Em viagem a Damasco, onde comprava mantimentos para ativistas, Samer al-Husain, de 29 anos, contou que a população da capital está com medo de uma intervenção iminente. “Muitos armazenaram remédios e alimentos. Também começaram a comprar pães, alimentos não perecíveis e medicamentos para tratar ferimentos. Alguns fabricam, artesanalmente, máscaras de gás, pois o regime não distribui esses artefatos aos cidadãos”, relatou o morador de Hama. Samer diz que, nos últimos dias, as tropas de Al-Assad começaram a remover soldados para as escolas e deslocaram equipamentos militares. “Um bombardeio americano rápido e pontual é a melhor ação para minar as forças do regime. O Exército Sírio Livre poderá usar isso a seu favor e tomar as áreas militares do governo”, acrescenta. Ao mesmo tempo, ele admite que os sírios estão acostumados com a guerra. “É engraçado e triste ao mesmo tempo. Há gente sendo morta a apenas 2km de onde outros sírios fazem compras. Mas devemos continuar com nossas vidas. O que mais podemos fazer?”

A 348km a noroeste da capital, em Latakia, o estudante Ali W. Hassan antevê uma catástrofe. “Os EUA são a ‘liberdade’ que não queremos”, atesta. Ele crê que a ofensiva vai fazer com que a rede Al-Qaeda atue livremente, provocando um “genocídio”. “Seremos massacrados pelos americanos e transformados em facas nas mãos da Al-Qaeda. Que tipo de pessoa sã apoiaria ataques contra o próprio país?”, lamenta.

EVIDÊNCIAS

O jornal alemão Frankfurter Allgemeine Sonntagszeitung informou que resultados iniciais de testes de amostras coletadas por inspetores da ONU na Síria podem ser apresentados até o fim da semana em relatório preliminar com detalhes sobre o gás, a munição e a forma como ocorreu o ataque.
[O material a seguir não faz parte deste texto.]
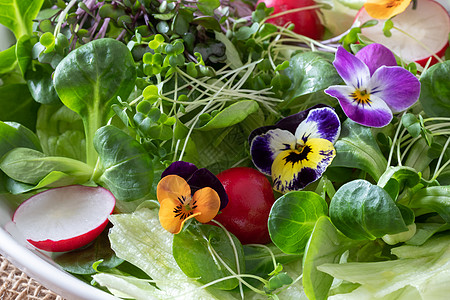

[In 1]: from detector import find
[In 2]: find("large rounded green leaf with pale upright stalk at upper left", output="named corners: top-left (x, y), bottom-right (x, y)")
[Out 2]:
top-left (53, 39), bottom-right (136, 166)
Em seu site, o cineasta americano Michael Moore, conhecido por sua oposição às guerras dos EUA, divulgou um memorando escrito pelo grupo Veteran Intelligence Professionals for Sanity (Veteranos Profissionais de Inteligência pela Sanidade, em tradução livre) endereçado ao presidente dos EUA, Barack Obama. No texto, o grupo alerta sobre a veracidade das informações que culpam o governo sírio pelo ataque de 21 de agosto e afirma que “as mais confiáveis informações de inteligência mostram que Bashar al-Assad NÃO foi responsável pelo incidente químico" (grifo no original).